Sunday, 25 November 2018

M&M: The Hour of the Lynx

A young man arrives in a snowy small town and seemingly without reason brutally kills an elderly couple in a house. The man, by the name of Drengen, is caught and brought to the high security area of a prison. There the young psychologist Lisbet does an experiment by giving the inmates pets. Among them Drengen, who gets a red furred cat. Another inmate gets jealous during yard exercise time and throws the cat over the fence. Surprisingly Drengen has bonded a lot with the cat and ends up killing the other inmate in anger. The cat is found again. But Lisbet has to abandon the experiment. Since it's the last time with the pets, Drengen gets the cat back to say good-bye. But he claims that it's not his cat. He's convinced that god is speaking to him through the cat and pushing him to commit suicide. Lisbet doesn't know what else to do but involving the priest Helen.
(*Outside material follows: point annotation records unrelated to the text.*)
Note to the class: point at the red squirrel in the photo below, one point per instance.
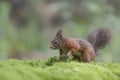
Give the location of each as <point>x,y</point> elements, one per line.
<point>87,48</point>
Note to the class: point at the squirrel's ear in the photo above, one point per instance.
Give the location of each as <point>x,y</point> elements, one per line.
<point>59,34</point>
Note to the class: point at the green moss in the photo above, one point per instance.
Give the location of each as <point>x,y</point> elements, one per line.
<point>39,70</point>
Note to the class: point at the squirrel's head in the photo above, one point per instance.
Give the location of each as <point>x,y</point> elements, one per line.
<point>57,41</point>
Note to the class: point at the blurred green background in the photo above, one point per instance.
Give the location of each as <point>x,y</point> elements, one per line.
<point>28,26</point>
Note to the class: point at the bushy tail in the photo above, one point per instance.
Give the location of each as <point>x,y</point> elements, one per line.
<point>99,38</point>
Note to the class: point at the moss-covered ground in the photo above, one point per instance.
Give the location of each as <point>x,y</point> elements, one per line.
<point>42,70</point>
Drengen is totally withdrawn and there's nothing they can get out of him that makes much sense. Helen persuades a guard to lock her in with Drengen in his cell over night. In the night Drengen starts talking and things start to make sense when he begins to talk about his past. You've got to watch yourself to find out what he's telling. The original title of this Danish-Swedish movie by the way is I lossens time.

As you can see above, Drengen is a young man, who is not afraid to use brutal force. So this movie isn't a totally easy one. Apart from those two murders however, the movie impresses by being markedly calm and makes one wonder, even well after the closing credits are over, about topics like blame, forgiveness and belief.

By the way, the source material for this movie was a theatre play The Hour of the Lynx (original title: Lodjurets Timma) by the Swedish writer Per Olov Enquist and is a play for five people, which premiered in April 1988 in Stockholm. The premiere for the German version was in 1992 in Ingolstadt. In 1991 the Hessische Rundfunk (Hessian Broadcast) and Sachsen Radio (Saxony Radio) together produced a radio play version of the theatre play.